Today, too, another development. Salia, who must have been waiting for him to arrive, intercepted him within yards of the gate and handed him a gold chain.

She sits facing him, her forearms on the armrests of the chair. This time she looks less often at Salia. She is calm, her voice contains little inflection or emotion. Adrian has less trouble understanding. Time spent helping Ileana with her rounds in the hospital has familiarised him to accents and patterns of the language.

Agnes. She was born and married, she tells him, in a town to the north of the city; her husband worked at the government agricultural project raising different varieties of fruit and vegetables. Dwarf bananas, whose yield equalled and even surpassed the ordinary ones. Pawpaws, larger than the local variety. Guavas, limes, tomatoes and vegetables. He kept a few seeds back for her and she grew them on her own plot at the back of the house and traded them in the market. In time she began to carry them to the city once a week to sell outside the supermarkets to white women. She bore five children, of whom two returned. Both were boys. The girls all survived. Naasu. Yalie. Marian.

Naasu, the eldest, was a helpful child and clever. When she passed her school certificate they gave her a party with sweets and drinks of coloured water. As soon as she finished with school Naasu got a job at the department store in the city. By then, a bag of rice had become so much more expensive. And some months too, Agnes’s husband’s salary at the government nurseries went unpaid.

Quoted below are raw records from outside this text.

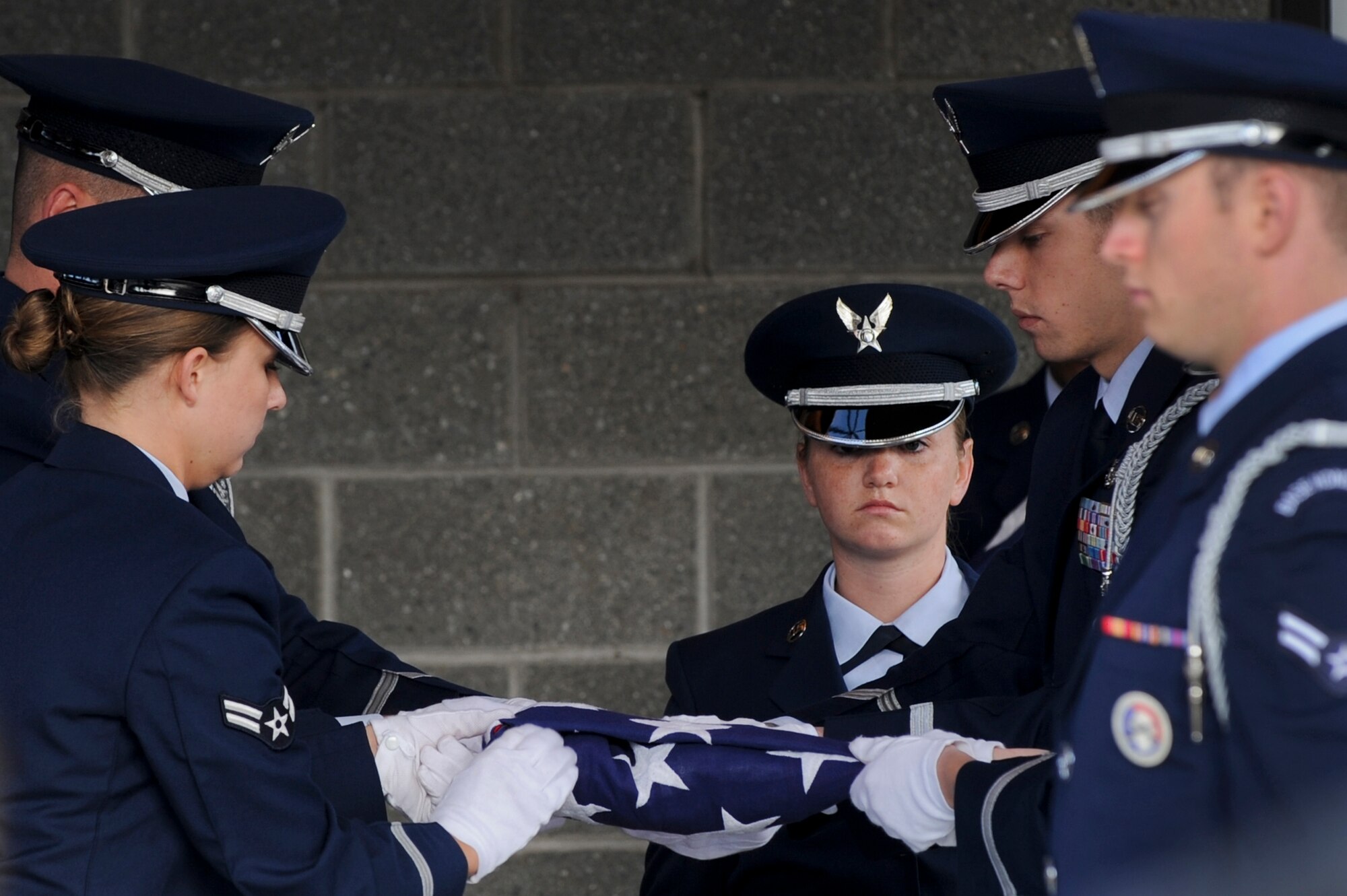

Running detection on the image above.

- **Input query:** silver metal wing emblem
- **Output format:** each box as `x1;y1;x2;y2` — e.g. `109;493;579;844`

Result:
838;296;893;353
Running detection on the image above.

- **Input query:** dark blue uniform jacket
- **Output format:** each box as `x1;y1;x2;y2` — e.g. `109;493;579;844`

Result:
0;425;466;896
0;279;477;819
950;365;1048;561
641;562;977;896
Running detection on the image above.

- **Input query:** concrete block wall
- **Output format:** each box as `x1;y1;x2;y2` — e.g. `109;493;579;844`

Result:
0;0;1268;896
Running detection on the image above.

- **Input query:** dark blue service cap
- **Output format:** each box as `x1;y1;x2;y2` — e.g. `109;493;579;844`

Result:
744;283;1017;448
20;187;346;376
0;55;314;194
933;69;1105;253
1076;12;1347;209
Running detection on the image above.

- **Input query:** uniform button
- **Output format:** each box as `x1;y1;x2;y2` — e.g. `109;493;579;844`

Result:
1192;440;1216;472
1127;405;1146;432
1057;744;1076;780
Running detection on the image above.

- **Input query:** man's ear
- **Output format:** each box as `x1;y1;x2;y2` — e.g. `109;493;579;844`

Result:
38;180;98;221
168;346;210;408
795;442;819;507
950;439;973;507
1235;166;1305;256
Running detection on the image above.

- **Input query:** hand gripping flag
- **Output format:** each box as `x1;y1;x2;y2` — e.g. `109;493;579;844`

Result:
497;705;861;834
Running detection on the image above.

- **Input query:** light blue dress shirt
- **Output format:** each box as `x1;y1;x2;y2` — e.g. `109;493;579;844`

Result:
1095;339;1156;423
823;547;968;689
1197;299;1347;436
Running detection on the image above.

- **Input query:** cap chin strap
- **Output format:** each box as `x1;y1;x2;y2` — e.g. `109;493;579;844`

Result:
1099;118;1286;164
1071;149;1207;211
18;109;187;197
785;380;979;403
98;149;189;197
791;399;963;448
206;287;304;333
973;159;1106;211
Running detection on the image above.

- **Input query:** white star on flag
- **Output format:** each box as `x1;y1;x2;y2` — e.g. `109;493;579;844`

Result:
613;744;687;808
766;749;857;794
721;807;780;834
1324;644;1347;681
556;792;613;825
632;718;729;744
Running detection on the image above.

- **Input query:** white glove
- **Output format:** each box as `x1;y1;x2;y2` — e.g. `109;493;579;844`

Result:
622;825;781;860
851;730;1001;853
431;725;579;884
369;697;532;822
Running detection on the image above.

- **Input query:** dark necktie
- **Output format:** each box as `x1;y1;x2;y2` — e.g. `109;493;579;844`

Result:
842;625;921;675
1083;401;1114;477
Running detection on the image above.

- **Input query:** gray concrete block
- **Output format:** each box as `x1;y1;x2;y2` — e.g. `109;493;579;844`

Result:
523;287;795;464
338;476;696;647
233;471;322;600
711;473;832;624
521;660;669;716
0;0;124;65
252;287;515;465
893;0;1268;79
706;92;974;271
513;0;885;82
330;93;694;275
137;0;498;89
416;663;513;697
473;845;645;896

Sometimes Agnes visited Naasu at the store on days when she went into town to sell her produce. Naasu would leave the counter where she sold cosmetics and take her to the places she and the other girls had lunch, one place in particular called the Red Rooster. Agnes enjoyed herself although it seemed wrong to spend money on food cooked by somebody else. They ate the food out of paper boxes. Afterwards Agnes would collect up the boxes and take them home, though Naasu laughed and tried to persuade her to leave them. Other times Naasu brought home tiny bottles of perfume she said were for giving out to the customers. Agnes saved them to wear on special occasions. Ah, Naasu looked so fine in the clothes she wore to work, though Alfred didn’t like the way she painted her face. Naasu explained she must wear the cosmetics herself, so that the customers could see how they looked. However, in deference to her father, she left home with her face bare. She had to pay for the cosmetics out of her own money; for some reason this knowledge appeased Alfred.